Recuerdo que en Inglaterra era de lo más normal hacer relajados comentarios en público sobre números referidos a los sueldos entre el profesorado. Admito que yo, recién llegado desde estas muy desinteresadas tierras, me sorprendía ante la desnudez de aquellas conciencias que comentaban sin tapujos sus cuitas sobre temas que aquí solo se desahogan con los muy íntimos y con la almohada. Y sin embargo, he acabado pensando que de ahí nuestra referida hipocresía, que yo tomaba por virtud, emboscada en un silencio y disimulo que pretenden la inexistencia de nuestra preocupación por ese dios visible, como llama Shakespeare al dinero. La misma palabra, por cierto, está bastante proscrita en nuestra lengua. Preferimos sinónimos como pasta, guita, efectivo, tela, metálico, y varios así, que envuelven la palabra dinero entre otros sustantivos menos denigrantes, al igual que para hablar de cáncer o muerte, los otros dos tabúes, se dice una cosa mala, algo malo, o cuando fulanito ya no esté, cuando falte, cuando se haya ido. Cosas así que incluyen y suponen el mal, pero hacen creer que no lo nombramos del todo. Últimamente, la pobretona palabra barato ha caído también en desgracia. Se dice más conveniente, más económico, más ajustadito de precio, y así, pero jamás oirán ustedes esa palabra que a lo que se ve indica miseria, cuando no pura mendicidad.

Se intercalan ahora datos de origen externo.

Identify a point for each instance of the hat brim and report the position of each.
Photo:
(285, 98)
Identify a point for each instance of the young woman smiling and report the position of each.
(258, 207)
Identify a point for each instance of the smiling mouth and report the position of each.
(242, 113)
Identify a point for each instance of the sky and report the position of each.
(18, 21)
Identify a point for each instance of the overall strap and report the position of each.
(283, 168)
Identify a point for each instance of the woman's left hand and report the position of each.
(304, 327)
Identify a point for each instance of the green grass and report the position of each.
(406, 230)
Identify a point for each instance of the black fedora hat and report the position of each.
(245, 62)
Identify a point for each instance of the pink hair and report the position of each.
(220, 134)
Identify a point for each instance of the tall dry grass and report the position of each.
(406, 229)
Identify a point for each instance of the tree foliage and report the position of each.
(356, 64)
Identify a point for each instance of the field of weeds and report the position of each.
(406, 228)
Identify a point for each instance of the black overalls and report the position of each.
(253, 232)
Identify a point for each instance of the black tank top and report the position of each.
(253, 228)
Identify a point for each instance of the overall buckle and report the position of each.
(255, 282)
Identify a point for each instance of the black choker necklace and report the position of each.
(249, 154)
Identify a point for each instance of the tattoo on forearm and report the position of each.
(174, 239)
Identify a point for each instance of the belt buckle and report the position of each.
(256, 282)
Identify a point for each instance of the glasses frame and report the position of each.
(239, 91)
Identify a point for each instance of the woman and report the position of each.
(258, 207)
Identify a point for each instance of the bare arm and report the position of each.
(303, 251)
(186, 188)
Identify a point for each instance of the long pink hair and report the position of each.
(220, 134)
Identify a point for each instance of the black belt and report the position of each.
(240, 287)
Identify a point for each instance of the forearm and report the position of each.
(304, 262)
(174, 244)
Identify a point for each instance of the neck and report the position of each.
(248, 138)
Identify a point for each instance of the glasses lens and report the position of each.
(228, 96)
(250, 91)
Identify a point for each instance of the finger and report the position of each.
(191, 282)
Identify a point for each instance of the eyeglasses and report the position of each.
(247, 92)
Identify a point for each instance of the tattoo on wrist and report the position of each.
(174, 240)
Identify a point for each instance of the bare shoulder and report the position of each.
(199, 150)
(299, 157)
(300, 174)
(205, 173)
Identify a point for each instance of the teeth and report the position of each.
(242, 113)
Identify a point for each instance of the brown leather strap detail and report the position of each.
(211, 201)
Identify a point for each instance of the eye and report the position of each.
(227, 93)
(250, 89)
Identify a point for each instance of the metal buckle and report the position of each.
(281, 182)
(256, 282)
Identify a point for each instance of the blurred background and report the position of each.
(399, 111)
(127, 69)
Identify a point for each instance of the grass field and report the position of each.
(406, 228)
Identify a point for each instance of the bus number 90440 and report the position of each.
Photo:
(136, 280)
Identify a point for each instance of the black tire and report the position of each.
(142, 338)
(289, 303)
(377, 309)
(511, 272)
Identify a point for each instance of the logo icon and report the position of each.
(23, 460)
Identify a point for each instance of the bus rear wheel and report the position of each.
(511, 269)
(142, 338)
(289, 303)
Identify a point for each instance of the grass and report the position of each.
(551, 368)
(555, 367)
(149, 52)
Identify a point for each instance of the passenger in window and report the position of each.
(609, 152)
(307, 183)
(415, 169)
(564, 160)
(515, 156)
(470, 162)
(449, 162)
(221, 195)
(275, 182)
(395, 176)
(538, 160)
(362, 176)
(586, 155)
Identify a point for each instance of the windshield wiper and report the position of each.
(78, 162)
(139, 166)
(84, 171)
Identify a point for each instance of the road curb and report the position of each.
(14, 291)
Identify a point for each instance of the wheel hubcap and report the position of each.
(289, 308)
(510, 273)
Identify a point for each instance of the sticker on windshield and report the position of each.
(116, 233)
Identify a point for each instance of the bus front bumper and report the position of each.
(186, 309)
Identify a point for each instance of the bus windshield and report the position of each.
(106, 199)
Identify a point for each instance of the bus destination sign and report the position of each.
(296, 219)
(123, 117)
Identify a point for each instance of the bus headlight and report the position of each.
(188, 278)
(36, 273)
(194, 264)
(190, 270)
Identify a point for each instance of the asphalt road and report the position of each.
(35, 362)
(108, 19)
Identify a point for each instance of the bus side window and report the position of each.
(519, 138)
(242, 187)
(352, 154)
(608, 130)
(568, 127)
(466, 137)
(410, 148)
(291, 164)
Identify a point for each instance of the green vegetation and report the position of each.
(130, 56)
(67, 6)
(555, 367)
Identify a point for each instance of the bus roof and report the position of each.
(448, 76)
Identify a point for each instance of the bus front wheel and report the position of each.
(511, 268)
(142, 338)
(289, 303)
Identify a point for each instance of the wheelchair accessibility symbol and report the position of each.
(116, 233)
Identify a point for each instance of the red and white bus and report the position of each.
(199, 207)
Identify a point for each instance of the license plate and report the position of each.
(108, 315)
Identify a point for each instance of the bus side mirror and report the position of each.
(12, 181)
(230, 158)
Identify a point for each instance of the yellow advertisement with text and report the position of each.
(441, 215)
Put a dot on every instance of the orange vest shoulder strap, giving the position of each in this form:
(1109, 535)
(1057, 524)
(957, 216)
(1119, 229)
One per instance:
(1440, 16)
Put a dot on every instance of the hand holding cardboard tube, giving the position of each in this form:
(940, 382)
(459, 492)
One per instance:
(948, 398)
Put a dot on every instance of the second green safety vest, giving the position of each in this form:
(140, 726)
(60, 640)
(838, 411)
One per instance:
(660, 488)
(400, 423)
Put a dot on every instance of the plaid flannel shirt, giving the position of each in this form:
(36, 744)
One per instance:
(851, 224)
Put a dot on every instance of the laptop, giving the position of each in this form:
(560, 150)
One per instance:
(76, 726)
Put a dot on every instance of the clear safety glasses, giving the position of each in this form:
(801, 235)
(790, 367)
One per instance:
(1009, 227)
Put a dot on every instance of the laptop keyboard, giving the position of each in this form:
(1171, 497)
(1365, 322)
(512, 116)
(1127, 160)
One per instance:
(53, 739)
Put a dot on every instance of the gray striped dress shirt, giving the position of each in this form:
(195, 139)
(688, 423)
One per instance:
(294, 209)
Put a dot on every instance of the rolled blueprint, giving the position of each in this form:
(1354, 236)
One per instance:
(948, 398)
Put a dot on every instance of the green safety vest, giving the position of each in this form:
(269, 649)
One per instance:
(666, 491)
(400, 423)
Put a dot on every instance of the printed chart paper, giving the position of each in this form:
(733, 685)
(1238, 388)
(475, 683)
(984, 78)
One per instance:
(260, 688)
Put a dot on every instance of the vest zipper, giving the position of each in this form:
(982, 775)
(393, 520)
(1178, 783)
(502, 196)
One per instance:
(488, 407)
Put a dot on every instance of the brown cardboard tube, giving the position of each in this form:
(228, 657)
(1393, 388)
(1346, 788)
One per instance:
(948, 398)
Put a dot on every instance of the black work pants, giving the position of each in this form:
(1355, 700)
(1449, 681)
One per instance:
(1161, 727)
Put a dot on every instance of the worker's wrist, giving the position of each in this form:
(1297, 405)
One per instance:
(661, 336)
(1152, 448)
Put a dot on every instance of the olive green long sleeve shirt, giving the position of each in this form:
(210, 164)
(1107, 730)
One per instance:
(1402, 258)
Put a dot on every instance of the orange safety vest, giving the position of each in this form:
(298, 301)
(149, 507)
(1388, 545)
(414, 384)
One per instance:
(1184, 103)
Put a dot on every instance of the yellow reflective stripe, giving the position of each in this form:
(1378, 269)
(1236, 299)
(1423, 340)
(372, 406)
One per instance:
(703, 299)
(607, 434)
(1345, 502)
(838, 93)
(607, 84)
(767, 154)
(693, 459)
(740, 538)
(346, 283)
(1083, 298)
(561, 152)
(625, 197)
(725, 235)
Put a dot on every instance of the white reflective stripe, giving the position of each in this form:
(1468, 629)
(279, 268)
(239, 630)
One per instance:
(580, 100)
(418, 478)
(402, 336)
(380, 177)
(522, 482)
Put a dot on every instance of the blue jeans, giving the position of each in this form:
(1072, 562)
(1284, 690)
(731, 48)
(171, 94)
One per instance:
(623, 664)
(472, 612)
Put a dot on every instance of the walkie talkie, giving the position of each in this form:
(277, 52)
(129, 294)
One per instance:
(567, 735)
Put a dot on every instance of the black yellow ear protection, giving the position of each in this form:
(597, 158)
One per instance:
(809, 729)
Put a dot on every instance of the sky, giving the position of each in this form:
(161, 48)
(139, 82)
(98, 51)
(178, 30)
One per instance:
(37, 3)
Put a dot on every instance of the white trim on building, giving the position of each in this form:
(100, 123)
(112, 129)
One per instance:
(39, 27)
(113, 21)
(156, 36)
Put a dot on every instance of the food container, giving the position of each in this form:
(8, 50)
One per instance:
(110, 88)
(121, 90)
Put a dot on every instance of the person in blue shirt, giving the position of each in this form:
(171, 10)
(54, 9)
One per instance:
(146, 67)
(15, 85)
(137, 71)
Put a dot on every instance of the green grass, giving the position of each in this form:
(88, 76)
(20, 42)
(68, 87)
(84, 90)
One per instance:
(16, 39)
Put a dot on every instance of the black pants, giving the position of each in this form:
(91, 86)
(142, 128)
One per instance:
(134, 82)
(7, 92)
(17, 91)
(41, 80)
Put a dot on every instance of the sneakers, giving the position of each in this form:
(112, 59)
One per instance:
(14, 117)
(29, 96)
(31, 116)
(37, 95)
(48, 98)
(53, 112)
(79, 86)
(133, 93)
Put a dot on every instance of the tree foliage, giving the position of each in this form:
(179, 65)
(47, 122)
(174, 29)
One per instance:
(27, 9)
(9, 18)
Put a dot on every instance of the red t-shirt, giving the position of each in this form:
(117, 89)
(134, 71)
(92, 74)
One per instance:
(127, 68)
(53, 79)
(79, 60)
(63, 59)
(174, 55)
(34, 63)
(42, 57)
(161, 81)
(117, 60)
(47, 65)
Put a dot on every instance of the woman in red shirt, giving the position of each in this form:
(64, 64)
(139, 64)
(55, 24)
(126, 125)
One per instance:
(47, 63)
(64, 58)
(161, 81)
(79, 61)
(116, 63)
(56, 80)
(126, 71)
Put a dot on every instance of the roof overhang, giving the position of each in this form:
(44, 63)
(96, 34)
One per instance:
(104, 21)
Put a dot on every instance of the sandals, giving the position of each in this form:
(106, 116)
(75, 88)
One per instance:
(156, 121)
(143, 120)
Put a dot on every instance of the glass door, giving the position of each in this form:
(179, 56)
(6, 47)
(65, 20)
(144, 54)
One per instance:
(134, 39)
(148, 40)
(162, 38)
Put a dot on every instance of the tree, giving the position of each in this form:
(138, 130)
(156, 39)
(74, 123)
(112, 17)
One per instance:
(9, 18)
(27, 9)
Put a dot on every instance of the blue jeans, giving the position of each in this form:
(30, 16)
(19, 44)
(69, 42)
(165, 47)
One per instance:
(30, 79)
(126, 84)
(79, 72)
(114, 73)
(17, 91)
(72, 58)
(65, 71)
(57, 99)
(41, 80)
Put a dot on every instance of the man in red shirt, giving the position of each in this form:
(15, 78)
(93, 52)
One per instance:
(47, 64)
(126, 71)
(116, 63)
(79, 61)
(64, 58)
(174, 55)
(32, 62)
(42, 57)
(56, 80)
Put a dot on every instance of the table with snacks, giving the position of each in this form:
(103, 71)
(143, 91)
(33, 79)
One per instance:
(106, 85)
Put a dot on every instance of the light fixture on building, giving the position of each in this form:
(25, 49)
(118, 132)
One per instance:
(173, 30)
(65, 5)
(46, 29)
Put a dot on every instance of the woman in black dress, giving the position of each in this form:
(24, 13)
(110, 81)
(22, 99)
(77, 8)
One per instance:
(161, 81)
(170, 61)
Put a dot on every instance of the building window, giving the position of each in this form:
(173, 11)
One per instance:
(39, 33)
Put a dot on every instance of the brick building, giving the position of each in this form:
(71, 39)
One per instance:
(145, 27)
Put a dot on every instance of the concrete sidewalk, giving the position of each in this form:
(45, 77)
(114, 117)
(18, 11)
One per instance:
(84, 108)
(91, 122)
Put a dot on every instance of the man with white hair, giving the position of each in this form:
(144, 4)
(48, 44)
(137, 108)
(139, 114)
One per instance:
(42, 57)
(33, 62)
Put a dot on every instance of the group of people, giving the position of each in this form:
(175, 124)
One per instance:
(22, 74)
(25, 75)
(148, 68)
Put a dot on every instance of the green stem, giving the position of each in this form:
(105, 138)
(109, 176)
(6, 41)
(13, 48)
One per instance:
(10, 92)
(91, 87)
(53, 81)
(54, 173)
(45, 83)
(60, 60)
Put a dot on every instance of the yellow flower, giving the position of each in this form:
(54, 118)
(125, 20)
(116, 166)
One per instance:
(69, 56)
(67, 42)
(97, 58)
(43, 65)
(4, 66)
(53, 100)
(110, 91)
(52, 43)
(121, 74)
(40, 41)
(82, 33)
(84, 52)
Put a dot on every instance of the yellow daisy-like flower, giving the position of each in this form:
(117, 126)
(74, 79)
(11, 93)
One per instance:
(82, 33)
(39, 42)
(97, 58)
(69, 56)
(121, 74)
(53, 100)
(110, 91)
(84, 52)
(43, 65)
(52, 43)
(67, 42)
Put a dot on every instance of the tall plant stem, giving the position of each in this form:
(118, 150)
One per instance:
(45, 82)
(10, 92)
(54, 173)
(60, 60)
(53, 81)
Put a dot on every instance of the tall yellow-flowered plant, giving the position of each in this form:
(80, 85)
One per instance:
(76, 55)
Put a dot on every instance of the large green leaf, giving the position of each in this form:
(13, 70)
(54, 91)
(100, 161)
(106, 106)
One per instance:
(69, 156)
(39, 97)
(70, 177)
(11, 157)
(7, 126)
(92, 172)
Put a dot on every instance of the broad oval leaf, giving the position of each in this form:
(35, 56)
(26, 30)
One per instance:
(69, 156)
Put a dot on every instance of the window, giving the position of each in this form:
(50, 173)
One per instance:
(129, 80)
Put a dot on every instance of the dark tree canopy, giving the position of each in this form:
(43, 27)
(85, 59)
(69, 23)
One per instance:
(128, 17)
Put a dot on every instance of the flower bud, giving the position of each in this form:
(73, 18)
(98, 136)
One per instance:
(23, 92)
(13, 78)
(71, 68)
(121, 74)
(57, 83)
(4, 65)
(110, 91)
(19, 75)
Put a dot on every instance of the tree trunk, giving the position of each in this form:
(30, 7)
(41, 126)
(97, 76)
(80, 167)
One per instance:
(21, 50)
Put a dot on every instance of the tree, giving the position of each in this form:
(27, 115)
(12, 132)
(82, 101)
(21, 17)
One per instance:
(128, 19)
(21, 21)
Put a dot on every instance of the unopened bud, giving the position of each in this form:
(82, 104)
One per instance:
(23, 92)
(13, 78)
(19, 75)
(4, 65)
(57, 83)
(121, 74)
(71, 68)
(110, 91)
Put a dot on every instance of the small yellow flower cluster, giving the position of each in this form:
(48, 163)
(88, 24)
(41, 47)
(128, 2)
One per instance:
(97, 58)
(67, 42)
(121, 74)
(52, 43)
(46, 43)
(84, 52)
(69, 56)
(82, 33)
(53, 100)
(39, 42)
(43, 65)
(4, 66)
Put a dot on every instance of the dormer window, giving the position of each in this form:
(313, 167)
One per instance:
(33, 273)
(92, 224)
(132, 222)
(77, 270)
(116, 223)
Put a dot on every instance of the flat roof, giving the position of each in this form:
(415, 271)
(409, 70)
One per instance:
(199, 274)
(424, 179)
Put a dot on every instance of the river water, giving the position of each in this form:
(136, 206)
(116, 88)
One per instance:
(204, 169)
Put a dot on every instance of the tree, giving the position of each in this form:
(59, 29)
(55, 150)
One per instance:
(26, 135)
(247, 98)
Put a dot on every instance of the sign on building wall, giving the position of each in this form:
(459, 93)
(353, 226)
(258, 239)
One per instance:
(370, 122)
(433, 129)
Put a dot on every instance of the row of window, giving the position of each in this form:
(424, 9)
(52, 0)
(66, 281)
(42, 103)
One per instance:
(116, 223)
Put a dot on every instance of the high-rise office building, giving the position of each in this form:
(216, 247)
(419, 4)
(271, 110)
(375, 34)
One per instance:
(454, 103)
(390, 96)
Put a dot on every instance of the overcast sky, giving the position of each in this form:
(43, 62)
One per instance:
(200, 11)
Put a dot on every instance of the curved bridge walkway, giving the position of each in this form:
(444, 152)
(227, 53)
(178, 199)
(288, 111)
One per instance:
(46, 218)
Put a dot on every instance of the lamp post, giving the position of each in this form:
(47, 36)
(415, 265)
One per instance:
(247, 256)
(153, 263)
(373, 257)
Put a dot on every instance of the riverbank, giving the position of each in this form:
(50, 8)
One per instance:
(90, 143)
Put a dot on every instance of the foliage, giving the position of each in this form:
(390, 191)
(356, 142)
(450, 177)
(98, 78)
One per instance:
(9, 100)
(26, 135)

Pues aunque pintara por dinero, como Rubens y el Greco, entre otros, que por cierto llevaban existencias fastuosas, vayan a ver a ese pintor mercenario nuestro. Pintor que, como los cantaores de flamenco, como Mozart y Bach, vendió a buen precio su arte, lo único que sabía hacer para ganarse la vida. Ese Murillo que tanto gustó al canalla del mariscal Soult, quien ya podía haber compartido los escrúpulos monetarios contarreformistas de mi conocido. No nos habría despojado de tantas de sus pinturas cuando vino a hacernos más felices, quisiéramos o no, y cobrando en especie por ello.